Improved high-temperature expansion and critical equation of state of three-dimensional Ising-like systems

TL;DR

This paper computes high-temperature series for a 3D Ising model with improved potentials, accurately estimates critical exponents, and constructs a parametric equation of state using a new approximation scheme.

Contribution

It introduces a systematic approximation scheme for the critical equation of state and provides high-precision estimates of critical exponents for 3D Ising-like systems.

Findings

Critical exponents estimated with high accuracy.

Constructed parametric representations of the critical equation of state.

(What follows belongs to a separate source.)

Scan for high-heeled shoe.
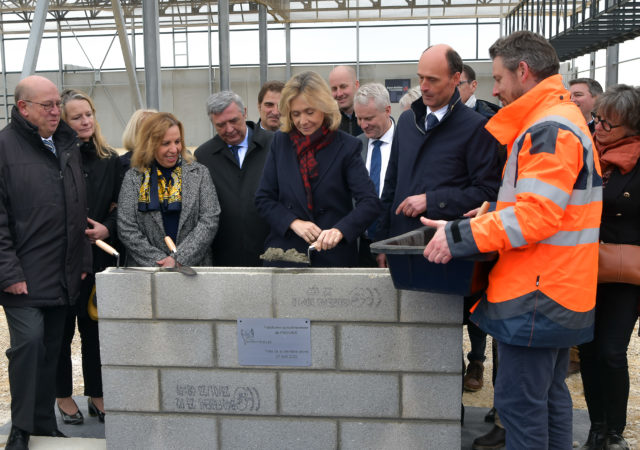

Determined universal amplitude ratios and compared with other results.

Abstract

High-temperature series are computed for a generalized $3d$ Ising model with arbitrary potential. Two specific ``improved'' potentials (suppressing leading scaling corrections) are selected by Monte Carlo computation. Critical exponents are extracted from high-temperature series specialized to improved potentials, achieving high accuracy; our best estimates are: $\gamma=1.2371(4)$, $\nu=0.63002(23)$, $\alpha=0.1099(7)$, $\eta=0.0364(4)$, $\beta=0.32648(18)$. By the same technique, the coefficients of the small-field expansion for the effective potential (Helmholtz free energy) are computed. These results are applied to the construction of parametric representations of the critical equation of state. A systematic approximation scheme, based on a global stationarity condition, is introduced (the lowest-order approximation reproduces the linear parametric model). This scheme is used for an accurate determination of universal ratios of amplitudes. A comparison with other theoretical and experimental determinations of universal quantities is presented.